Well, when the user clicks on 'apply' in your application the user is redirected to the login page if he is not logged in(which you can check if user session exists or not), remember when you redirect the page send the url of the current page in parameters to your login page so that when the user logs in he can be redirected back to the previous page and click on apply for that particular job.....
This is how the logic works, if you want the php, mysql explanation it would take some time for you to understand as you yourself conceded you are new to php..

Can you, when the user logs in, assigns a $_Session variable to that user? ie, after authentication, you set the $_SESSION['user'] variable.

$_SESSION['user']='admin';

So if you want to check whether the user is already log in after that, just use this:

if(isset($_SESSION['user']))
{
  // user is login, direct to the job page
}

else
{
  // no login, go to the login page
}

On each page set a cookie or session to which page they were just on:

$expire=time()+60*60*24*30;
setcookie("wherewasi","",time() - 1000);
setcookie("wherewasi",$_SERVER['REQUEST_URI'], $expire);

Then after login redirect them:

$loc = ($_COOKIE['wherewasi'])?$_COOKIE['wherewasi']:'index.php';
header("location: ".$loc);
exit();

There are two things that you need to worry about... checking that they've logged in, and then once they've logged in, directing them to the correct page.

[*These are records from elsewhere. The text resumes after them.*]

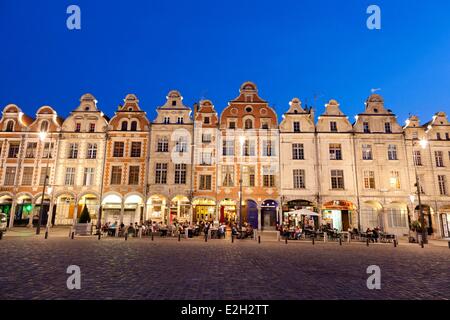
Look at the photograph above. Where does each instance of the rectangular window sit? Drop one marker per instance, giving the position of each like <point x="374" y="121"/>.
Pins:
<point x="206" y="159"/>
<point x="10" y="176"/>
<point x="205" y="182"/>
<point x="394" y="181"/>
<point x="45" y="173"/>
<point x="366" y="127"/>
<point x="387" y="127"/>
<point x="367" y="152"/>
<point x="135" y="150"/>
<point x="73" y="151"/>
<point x="27" y="176"/>
<point x="69" y="178"/>
<point x="228" y="176"/>
<point x="163" y="145"/>
<point x="442" y="185"/>
<point x="119" y="148"/>
<point x="161" y="173"/>
<point x="88" y="176"/>
<point x="397" y="218"/>
<point x="92" y="151"/>
<point x="337" y="179"/>
<point x="31" y="150"/>
<point x="298" y="151"/>
<point x="248" y="176"/>
<point x="268" y="177"/>
<point x="439" y="156"/>
<point x="180" y="173"/>
<point x="248" y="149"/>
<point x="335" y="152"/>
<point x="133" y="176"/>
<point x="369" y="180"/>
<point x="181" y="145"/>
<point x="228" y="148"/>
<point x="333" y="126"/>
<point x="47" y="153"/>
<point x="116" y="175"/>
<point x="392" y="152"/>
<point x="299" y="179"/>
<point x="13" y="151"/>
<point x="417" y="158"/>
<point x="206" y="138"/>
<point x="268" y="148"/>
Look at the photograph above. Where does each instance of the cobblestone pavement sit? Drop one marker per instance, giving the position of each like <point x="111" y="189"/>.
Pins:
<point x="34" y="268"/>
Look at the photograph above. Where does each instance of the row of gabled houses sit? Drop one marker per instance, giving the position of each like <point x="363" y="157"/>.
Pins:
<point x="191" y="164"/>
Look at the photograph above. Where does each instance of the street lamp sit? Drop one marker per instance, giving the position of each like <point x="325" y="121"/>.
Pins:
<point x="42" y="136"/>
<point x="423" y="143"/>
<point x="241" y="142"/>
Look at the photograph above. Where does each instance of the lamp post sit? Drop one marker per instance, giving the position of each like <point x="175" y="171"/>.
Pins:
<point x="241" y="142"/>
<point x="423" y="143"/>
<point x="42" y="137"/>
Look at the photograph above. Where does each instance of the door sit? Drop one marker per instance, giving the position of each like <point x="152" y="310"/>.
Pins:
<point x="345" y="220"/>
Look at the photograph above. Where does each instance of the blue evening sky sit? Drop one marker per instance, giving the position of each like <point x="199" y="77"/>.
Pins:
<point x="207" y="48"/>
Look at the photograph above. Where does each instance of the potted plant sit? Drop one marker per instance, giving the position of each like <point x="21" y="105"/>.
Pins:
<point x="84" y="225"/>
<point x="416" y="226"/>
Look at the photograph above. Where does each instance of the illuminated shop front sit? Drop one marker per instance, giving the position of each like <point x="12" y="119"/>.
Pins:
<point x="180" y="209"/>
<point x="228" y="212"/>
<point x="338" y="214"/>
<point x="204" y="210"/>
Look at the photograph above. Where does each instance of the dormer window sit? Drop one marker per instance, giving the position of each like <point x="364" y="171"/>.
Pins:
<point x="134" y="126"/>
<point x="366" y="127"/>
<point x="387" y="127"/>
<point x="124" y="126"/>
<point x="333" y="126"/>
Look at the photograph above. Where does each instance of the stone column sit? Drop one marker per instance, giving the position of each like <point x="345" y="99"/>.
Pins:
<point x="75" y="212"/>
<point x="259" y="217"/>
<point x="30" y="218"/>
<point x="50" y="213"/>
<point x="12" y="213"/>
<point x="122" y="211"/>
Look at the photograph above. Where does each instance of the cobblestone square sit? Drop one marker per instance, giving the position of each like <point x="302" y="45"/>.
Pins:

This is all about 'saving state' across page requests. To do this you need can use cookies or more usefully sessions (which may be done via cookies or handled by the PHP engine for you automatically).

Sessions are probably a good way to go. To use sessions, every page needs to start with a

<?php session_start(); ?>

at the very least, before any html code that writes to the browser.

Once that's done you can use your the session variable to store

<?php $_SESSION['user']='joe_blow'; ?>

(and check)

<?php
  if(isset($_SESSION['user']) && $_SESSION['user']!='' {
     // do something
  }
?>

whether the user is logged in, and which page they need to be redirected to after login.

<?php header("location: ".$_SESSION['redirect_location']));

But in order to write the any more useful code I think people would need to know what authentication method you were using... (How are you doing your login? Are you storing ID's in a database? Are you using an off-the-shelf package?)